Após o prelúdio
O suor escorria pelo meu rosto. Naquela época do ano o calor parecia insuportável. Além do mais, no momento, estava exercitando-me.
Há poucos meses, por insistência do amigo que corria comigo, aceitei o desafio de participar de maratonas. Ele era religioso com o treinamento. Não passava um dia sem o telefone tocar e uma voz em bom ânimo me intimar, sob chuva ou sol. Embora às vezes não quisesse, assentia e partia. Sua disposição, quando não me entusiasmava à atividade física, estimulava pelo senso de dever. Afinal, havíamos combinado. A preparação era, ainda, uma concordata de eu para mim. De meta em meta, rumo ao pretendido. Um compromisso de contínuo esmero, com o outro e comigo.
Findo o treino, cheguei em casa, exausto. Gotejava suor. Enchi um copo com água e sentei à mesa. Ei! — sua voz irrompeu — você está sujando tudo, seu bagunceiro. Fitei sua boca e olhar sorrindo. Interrompi o gole e, prontamente, levantei-me pra não sujar mais a cadeira. Antes de seguir ao banho, lembro que te abracei levemente e beijei seu rosto, em tom de brincadeira.
Na volta, agora limpo, aconcheguei na outra ponta do sofá em que, sentada, repousava assistindo televisão. Olhando pra você, devaneei.

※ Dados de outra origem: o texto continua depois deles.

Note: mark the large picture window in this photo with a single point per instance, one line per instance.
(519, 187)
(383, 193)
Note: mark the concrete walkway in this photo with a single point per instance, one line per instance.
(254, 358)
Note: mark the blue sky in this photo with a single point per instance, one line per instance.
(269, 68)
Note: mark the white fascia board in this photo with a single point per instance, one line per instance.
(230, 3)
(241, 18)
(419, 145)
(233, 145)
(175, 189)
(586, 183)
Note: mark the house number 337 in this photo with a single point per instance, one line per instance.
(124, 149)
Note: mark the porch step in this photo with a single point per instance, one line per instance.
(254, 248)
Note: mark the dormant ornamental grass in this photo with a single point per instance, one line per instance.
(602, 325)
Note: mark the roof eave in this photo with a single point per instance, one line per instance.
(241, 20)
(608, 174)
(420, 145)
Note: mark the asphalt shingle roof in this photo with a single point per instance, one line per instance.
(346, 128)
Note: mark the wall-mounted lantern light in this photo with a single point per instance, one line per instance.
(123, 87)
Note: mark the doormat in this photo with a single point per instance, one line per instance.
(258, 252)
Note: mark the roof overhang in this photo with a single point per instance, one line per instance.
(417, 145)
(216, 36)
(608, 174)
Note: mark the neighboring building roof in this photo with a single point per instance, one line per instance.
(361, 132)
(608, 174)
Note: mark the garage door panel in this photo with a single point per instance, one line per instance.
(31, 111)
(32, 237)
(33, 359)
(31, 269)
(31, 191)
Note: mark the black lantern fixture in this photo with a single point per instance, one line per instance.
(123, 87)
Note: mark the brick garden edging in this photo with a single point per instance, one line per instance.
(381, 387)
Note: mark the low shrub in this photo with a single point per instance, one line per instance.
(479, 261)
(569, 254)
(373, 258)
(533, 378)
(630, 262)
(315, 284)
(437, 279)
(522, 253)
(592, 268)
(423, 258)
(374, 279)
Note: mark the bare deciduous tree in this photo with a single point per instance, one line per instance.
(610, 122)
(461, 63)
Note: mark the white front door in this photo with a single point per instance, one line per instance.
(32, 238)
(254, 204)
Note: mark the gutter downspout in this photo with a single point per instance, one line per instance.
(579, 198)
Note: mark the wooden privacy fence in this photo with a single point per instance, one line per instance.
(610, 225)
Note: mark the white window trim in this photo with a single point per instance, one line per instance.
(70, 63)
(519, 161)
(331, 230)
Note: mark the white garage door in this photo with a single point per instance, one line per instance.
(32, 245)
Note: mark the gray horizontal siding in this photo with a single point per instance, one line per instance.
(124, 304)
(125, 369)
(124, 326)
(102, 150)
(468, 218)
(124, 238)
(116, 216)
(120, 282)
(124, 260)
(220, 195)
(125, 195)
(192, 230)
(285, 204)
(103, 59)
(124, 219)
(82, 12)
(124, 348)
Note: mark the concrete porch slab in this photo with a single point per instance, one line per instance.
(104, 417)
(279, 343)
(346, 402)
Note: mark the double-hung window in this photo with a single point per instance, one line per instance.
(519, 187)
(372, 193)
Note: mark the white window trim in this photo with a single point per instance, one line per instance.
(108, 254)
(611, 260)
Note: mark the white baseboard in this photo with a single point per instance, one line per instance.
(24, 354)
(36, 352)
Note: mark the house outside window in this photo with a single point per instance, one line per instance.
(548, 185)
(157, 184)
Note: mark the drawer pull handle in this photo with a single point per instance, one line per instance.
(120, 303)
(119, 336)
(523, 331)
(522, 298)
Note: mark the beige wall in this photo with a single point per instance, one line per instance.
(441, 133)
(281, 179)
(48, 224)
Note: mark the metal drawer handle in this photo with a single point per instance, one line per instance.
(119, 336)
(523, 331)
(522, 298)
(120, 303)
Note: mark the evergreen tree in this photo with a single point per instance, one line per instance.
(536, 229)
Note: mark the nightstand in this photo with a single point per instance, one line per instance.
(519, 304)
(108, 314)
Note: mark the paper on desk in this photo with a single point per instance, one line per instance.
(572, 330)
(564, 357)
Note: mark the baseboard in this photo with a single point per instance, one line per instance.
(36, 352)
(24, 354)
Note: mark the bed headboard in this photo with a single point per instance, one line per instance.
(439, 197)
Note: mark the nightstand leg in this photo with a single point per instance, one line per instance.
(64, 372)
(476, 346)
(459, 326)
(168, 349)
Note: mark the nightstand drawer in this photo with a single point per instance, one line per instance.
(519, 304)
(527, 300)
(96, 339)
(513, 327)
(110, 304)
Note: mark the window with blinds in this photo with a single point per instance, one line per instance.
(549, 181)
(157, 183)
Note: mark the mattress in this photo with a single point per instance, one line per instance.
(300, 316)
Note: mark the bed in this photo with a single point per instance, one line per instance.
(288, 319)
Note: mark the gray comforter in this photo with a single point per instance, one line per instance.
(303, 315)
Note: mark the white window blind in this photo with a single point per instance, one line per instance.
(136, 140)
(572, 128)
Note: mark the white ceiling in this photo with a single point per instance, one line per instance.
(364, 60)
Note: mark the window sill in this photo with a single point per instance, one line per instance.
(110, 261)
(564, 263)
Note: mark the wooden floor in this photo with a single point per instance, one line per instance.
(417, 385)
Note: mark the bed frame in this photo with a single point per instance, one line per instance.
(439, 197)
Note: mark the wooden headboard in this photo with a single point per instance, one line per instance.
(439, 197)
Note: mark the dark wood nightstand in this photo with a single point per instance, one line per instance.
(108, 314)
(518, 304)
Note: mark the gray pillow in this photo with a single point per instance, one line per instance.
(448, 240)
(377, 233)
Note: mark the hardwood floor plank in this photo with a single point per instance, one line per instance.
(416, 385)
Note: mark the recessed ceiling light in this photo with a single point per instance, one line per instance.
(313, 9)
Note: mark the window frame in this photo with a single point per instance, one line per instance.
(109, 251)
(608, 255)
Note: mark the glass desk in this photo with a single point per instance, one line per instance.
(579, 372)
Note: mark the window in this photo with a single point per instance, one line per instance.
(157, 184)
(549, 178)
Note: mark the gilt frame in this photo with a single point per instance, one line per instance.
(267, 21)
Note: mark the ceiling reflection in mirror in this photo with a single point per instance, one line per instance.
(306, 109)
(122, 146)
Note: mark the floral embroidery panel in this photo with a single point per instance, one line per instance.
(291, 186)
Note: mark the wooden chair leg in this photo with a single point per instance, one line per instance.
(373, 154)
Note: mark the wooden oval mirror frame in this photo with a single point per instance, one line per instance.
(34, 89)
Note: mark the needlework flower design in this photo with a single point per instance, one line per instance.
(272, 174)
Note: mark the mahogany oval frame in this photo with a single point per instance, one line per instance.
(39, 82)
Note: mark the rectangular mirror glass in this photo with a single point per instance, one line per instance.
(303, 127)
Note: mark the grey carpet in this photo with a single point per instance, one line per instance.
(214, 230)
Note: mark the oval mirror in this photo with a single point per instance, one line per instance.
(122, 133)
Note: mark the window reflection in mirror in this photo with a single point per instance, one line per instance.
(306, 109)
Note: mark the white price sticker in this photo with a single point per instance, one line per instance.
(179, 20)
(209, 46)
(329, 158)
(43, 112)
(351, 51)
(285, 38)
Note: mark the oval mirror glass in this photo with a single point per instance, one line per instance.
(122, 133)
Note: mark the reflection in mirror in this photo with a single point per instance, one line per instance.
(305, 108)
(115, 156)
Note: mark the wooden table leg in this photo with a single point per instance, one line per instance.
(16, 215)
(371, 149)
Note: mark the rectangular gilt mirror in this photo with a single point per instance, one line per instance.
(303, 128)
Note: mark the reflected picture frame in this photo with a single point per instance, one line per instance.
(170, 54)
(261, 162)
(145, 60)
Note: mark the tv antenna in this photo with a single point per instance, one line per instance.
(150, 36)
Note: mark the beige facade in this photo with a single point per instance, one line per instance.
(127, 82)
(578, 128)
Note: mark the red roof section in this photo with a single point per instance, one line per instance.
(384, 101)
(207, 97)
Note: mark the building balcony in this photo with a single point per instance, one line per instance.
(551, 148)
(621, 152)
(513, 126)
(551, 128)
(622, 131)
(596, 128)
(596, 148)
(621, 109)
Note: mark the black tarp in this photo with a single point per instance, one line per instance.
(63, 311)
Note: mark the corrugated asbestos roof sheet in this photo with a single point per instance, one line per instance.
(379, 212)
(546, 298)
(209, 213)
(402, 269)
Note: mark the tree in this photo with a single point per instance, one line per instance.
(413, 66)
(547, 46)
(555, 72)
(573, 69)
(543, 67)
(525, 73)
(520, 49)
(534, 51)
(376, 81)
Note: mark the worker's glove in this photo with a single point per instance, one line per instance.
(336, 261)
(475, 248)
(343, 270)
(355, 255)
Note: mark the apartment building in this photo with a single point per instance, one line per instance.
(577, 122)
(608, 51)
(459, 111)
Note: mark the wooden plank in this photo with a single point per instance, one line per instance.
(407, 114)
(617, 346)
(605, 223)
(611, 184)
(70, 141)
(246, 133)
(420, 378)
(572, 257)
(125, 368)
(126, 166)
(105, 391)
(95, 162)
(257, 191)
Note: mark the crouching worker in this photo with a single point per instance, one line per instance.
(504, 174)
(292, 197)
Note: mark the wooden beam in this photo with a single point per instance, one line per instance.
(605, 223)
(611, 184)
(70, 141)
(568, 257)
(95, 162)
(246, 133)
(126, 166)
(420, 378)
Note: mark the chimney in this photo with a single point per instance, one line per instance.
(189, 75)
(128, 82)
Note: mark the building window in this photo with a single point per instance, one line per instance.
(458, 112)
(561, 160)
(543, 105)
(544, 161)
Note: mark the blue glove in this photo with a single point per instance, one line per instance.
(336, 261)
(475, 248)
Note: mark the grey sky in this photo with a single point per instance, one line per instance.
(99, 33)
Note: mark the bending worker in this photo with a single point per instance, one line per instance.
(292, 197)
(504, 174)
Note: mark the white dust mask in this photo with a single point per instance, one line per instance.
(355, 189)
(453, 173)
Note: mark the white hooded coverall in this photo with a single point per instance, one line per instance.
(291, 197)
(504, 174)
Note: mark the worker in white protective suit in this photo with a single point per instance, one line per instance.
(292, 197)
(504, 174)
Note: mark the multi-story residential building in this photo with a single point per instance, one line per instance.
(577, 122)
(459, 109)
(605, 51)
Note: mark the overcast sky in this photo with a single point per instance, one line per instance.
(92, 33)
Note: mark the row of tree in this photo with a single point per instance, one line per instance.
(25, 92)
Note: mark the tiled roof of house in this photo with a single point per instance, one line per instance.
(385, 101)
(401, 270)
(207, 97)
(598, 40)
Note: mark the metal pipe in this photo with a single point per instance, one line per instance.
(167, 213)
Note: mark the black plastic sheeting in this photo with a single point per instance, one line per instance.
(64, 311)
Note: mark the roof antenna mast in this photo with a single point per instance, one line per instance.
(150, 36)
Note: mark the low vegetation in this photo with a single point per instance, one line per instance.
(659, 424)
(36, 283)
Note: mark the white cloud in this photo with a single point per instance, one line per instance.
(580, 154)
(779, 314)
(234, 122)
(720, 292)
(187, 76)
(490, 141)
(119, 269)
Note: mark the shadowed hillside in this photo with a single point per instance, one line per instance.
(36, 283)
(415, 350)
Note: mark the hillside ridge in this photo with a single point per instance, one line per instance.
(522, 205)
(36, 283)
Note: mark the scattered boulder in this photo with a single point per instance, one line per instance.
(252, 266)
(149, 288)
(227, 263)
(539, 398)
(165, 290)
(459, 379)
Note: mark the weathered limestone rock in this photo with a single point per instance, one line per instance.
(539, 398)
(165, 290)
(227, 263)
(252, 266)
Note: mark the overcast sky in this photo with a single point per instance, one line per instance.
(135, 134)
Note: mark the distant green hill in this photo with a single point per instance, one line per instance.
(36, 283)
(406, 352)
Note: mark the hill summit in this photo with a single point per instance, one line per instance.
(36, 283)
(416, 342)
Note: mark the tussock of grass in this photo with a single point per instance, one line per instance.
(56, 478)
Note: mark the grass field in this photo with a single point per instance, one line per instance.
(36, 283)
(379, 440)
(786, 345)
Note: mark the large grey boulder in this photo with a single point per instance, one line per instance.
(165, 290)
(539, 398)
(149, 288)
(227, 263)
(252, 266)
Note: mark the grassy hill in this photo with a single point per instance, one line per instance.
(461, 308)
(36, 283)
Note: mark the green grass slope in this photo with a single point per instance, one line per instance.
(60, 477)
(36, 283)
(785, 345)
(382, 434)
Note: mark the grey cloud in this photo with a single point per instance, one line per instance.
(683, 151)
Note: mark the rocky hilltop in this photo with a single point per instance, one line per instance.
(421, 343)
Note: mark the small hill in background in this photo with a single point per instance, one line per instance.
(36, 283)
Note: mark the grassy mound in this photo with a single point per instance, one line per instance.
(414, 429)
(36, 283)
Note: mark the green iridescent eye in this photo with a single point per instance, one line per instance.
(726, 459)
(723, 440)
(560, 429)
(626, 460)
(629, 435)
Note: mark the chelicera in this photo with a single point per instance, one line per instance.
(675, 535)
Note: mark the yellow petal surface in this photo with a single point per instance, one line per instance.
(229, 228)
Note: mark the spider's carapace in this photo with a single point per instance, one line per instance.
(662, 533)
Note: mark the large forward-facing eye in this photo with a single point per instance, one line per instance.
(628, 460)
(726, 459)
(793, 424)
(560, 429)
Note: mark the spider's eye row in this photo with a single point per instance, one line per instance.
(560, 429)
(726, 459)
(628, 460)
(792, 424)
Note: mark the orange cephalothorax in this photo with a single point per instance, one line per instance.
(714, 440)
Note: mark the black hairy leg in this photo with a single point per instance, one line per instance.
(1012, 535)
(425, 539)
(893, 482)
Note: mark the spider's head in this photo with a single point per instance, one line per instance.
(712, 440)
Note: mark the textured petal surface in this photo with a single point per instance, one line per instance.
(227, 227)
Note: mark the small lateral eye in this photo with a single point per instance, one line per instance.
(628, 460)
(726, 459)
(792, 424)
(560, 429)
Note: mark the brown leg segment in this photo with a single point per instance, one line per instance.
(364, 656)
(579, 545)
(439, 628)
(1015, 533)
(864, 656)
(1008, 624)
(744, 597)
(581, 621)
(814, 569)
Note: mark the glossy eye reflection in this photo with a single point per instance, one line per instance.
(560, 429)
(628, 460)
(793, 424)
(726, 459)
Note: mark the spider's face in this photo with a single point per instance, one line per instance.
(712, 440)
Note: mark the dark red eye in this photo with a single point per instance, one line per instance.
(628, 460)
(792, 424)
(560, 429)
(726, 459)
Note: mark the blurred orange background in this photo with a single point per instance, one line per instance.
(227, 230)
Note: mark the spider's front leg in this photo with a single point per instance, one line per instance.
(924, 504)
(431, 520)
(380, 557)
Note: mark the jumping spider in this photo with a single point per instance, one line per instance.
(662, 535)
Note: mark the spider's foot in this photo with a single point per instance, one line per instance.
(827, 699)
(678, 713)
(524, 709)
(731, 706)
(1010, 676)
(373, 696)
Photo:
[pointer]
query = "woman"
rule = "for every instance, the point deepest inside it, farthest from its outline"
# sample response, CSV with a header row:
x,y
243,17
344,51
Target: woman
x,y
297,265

Como estava feliz. Jamais havia me sentindo assim. Uma composição de pertencimento, de aconchego, de lar; de achado, de fascínio, de fortuna; de serenidade, de plenitude, de paz.
Nos encontramos mais tarde na vida. Já tínhamos nossas histórias. Bagagem boa, bagagem ruim. Mas a bagagem foi essencial para o encantamento. Não só a bagagem, também a jornada que havíamos galgado.
Pensei, então, na maratona. A vida é como ela, estrada longa e, por vezes, exaustiva. E na prova que é viver, preenchia-me a certeza de ter chegado no trecho mais importante.
Ambas demandam preparo. E sobre isto era pulsante a sensação que o que havia antes dali; do dia que soube seu nome, que aceitou o convite pra um café, que nos beijamos, que nos entreolhamos e decidimos que desgrudar era a pior das opções; enfim, tudo foi um treino pra estar com você.
A alvorada em que acordamos juntos, despertava a aurora da minha vida.
Atinei, ademais, como o pretérito serviu à melhoria. O julgado erro no passado, cada acerto ocorrido, formavam o amálgama que sou. Sentia-me a versão mais apurada, e em constante aprimoramento, de obra inacabada. Sabia disto, pois a maturidade traz coisas que a juventude não paga, como se tornar e se notar pessoa da qual se orgulha. Assim, se tem o que oferecer, o que compartilhar. Queria compartilhar o melhor de mim, do modo como faz comigo.
Para tanto, realizei que nos dias de tempo ruim, nos de parco ânimo, e até nos de dor, mesmo que por compromisso, haveria de seguir o treino, dedicando-me ao aperfeiçoamento em nossa relação. Por vezes o preparo é árduo. Contudo, não seria dificuldade alguma. Por você e por mim, a motivação é certeira. Você, comigo, o percurso é prazeroso. Ter como meta do dia colocar um sorriso no seu rosto, te receber ao colo quando cansada, dividir desafios que surgem, passar o tempo nos divertindo à boa música enquanto nos embriagamos levemente,… Como poderia ser melhor?
Tendo aquilo tal qual maratona, num lampejo vislumbrei a láurea maior: nesta prova, o prêmio já estava em mãos. O prêmio era conviver contigo. Inundei-me em gratidão por minha existência me levar até ali. Bendita prenda que é estar ao lado seu.
E no átimo, percebi minha história um prelúdio, antes de ter seu nome nela. Seu nome. De volta à sala, ambos no sofá, te olhando, o murmuro. Você ouve e me interpela — me chamou? Respondo — sim. Por toda a vida — e me aproximo para um toque com afago, um abraço apertado, um beijo exaltado. No desate, se manifesta — o que é isso, meu amor? É o que vem após o prelúdio — complemento. Você não entende, mas acostumada às minhas loucuras, aceita; me olha; me beija.